Over time this decision caused the State to dismiss several other outstanding cases, and it appears that now all cases involving Medicaid beneficiaries who began receiving assistance prior to the fall of 2011 have been dropped or settled.

For people entering the Medicaid long term care system after approximately November 2011, written notice has been provided to them regarding estate recovery, and this important defense is no longer viable.

Ladybird Deeds

Because the only asset that people who receive Medicaid typically own when they die is their house, early on in the process (back in 2007 when the law was passed) it became clear to attorneys practicing in this area that one way to avoid probate, and thereby estate recovery, which would not run afoul of other Medicaid eligibility rules, was the use of a so-called “ladybird deed”.

Low Hanging Fruit and the Future

So what we have today is a lenient estate recovery program that can be circumvented in most cases through appropriate planning, which often includes a “ladybird deed” – at least for single people on Medicaid.  While some at the State and HMS may be frustrated that they aren’t collecting what they hoped to collect through this program, the fact is that the law was written to allow for people to avoid the reach of estate recovery and that is what is happening.  As a result, to the extent the State is collecting anything through this program, it is from people who have no heirs and/or who failed to plan appropriately (i.e., the “low hanging fruit”).
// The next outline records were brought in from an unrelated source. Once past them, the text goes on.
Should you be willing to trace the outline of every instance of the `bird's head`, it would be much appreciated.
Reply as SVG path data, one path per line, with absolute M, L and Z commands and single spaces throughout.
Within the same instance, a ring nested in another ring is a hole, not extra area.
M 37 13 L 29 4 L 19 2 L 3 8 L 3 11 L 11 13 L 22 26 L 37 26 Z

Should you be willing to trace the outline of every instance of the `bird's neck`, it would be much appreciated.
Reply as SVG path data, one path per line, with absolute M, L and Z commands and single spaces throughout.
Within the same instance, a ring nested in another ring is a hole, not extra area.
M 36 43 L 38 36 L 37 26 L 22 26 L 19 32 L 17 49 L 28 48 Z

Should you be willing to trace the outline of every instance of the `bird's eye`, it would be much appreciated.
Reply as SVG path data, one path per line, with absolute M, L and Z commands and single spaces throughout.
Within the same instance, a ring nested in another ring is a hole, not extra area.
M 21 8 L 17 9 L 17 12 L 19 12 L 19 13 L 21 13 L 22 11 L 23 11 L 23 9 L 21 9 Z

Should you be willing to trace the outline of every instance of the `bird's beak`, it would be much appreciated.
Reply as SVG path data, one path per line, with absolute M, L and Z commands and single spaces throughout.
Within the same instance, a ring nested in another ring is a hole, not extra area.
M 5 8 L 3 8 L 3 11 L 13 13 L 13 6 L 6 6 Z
Of course, there are some in the State and HMS who would like to change the law so that Michigan no longer has a lenient program and so that arrangements, like ladybird deeds, would not allow the Medicaid beneficiary to avoid estate recovery.  There seems to be a reasonable likelihood that such a law could be passed in the future.  Accordingly, people who have family members on Medicaid should pay careful attention to any changes in these laws and should not assume that a ladybird deed will necessarily protect their home if such changes occur.

The Fear Factor

The biggest issue with current estate recovery program is not that people who receive Medicaid assistance are required to repay the State for their care costs, because, as discussed above, that isn’t really happening.  Rather, the big concern about estate recovery is that it is  scary and confusing.  As a result, people who do not need to be in nursing homes, and who haven’t applied for Medicaid, are doing foolish things with their assets believing that if they don’t take these steps, they may lose their homes.

Making matters worse are the ever-present senior seminar scam programs which have jumped on the “estate recovery” development as a new opportunity to scare seniors into buying legal and financial products they don’t need and which, in most cases, are contrary to their best interests (most commonly annuities, and “living” or irrevocable trusts).  The world of long term care, Medicaid, and now even Veterans benefits, has become a hotbed for these bad actors.

As a result, the real damage of estate recovery is not so much the program itself, but the fear it creates in the aging community, and particularly the fact that it makes senior citizens vulnerable to making very bad decisions about their resources. Further, ladybird deeds themselves are at best an imperfect mechanism for most traditional estate planning situations, and should usually not be created where someone is not already in a nursing home or on the MI Choice or PACE programs.

In conclusion, only people who are, or who have a loved one who is, seeking Medicaid assistance in a nursing home, or through MI Choice or PACE, should worry about the Michigan estate recovery program.  If in fact they do need Medicaid assistance through these programs, there are standard approaches that can protect their assets under current law.  Seniors should avoid falling prey to “educational” sales seminars that seek to create fear about the topic. When advice is needed they should consult with an attorney who specializes in this practice area.